Het college kan op grond van artikel 165 aan een door hem ingestelde bestuurscommissie bevoegdheden overdragen, tenzij de aard van de bevoegdheid zich daartegen verzet. Artikel 165 kent geen opsomming van bevoegdheden die in ieder geval niet kunnen worden overgedragen. Het college blijft aan de raad verantwoording verschuldigd over de uitoefening van aan een bestuurscommissie overgedragen bevoegdheden.
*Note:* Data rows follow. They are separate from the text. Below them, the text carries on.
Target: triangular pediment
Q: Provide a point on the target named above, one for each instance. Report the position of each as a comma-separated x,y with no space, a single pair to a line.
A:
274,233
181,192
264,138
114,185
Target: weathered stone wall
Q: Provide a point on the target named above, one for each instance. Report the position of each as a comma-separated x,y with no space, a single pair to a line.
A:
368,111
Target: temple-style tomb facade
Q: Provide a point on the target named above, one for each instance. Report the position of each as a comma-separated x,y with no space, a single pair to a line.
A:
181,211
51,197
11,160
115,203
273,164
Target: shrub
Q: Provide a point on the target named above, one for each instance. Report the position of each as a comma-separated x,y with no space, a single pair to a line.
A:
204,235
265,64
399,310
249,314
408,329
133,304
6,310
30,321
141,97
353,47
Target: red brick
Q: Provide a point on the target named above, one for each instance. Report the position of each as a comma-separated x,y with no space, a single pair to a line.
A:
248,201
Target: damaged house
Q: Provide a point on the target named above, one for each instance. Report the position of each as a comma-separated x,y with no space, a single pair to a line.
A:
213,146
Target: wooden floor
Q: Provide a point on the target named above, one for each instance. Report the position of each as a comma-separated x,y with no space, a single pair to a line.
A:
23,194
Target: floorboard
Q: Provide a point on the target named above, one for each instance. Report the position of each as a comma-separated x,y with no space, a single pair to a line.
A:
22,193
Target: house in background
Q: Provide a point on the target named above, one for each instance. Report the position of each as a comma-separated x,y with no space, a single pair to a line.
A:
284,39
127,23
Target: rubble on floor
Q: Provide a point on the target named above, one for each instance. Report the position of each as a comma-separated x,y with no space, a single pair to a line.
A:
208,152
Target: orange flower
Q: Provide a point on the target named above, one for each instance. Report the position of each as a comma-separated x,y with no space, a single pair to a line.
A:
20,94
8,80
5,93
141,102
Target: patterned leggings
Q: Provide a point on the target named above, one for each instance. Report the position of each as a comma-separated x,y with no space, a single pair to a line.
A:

Artikel 178 biedt het kader voor de overdracht van bevoegdheden door de burgemeester. Uitgangspunt is ook hier dat overdracht mogelijk is tenzij de aard van de bevoegdheid zich daartegen verzet (eerste lid). In het tweede lid zijn echter een aantal bevoegdheden opgesomd die in ieder geval niet kunnen worden overgedragen. Het gaat daarbij om een aantal ingrijpende bevoegdheden op het terrein van de handhaving van de openbare orde in artikel 151b, artikel 154a en de artikelen 172 tot en met 176.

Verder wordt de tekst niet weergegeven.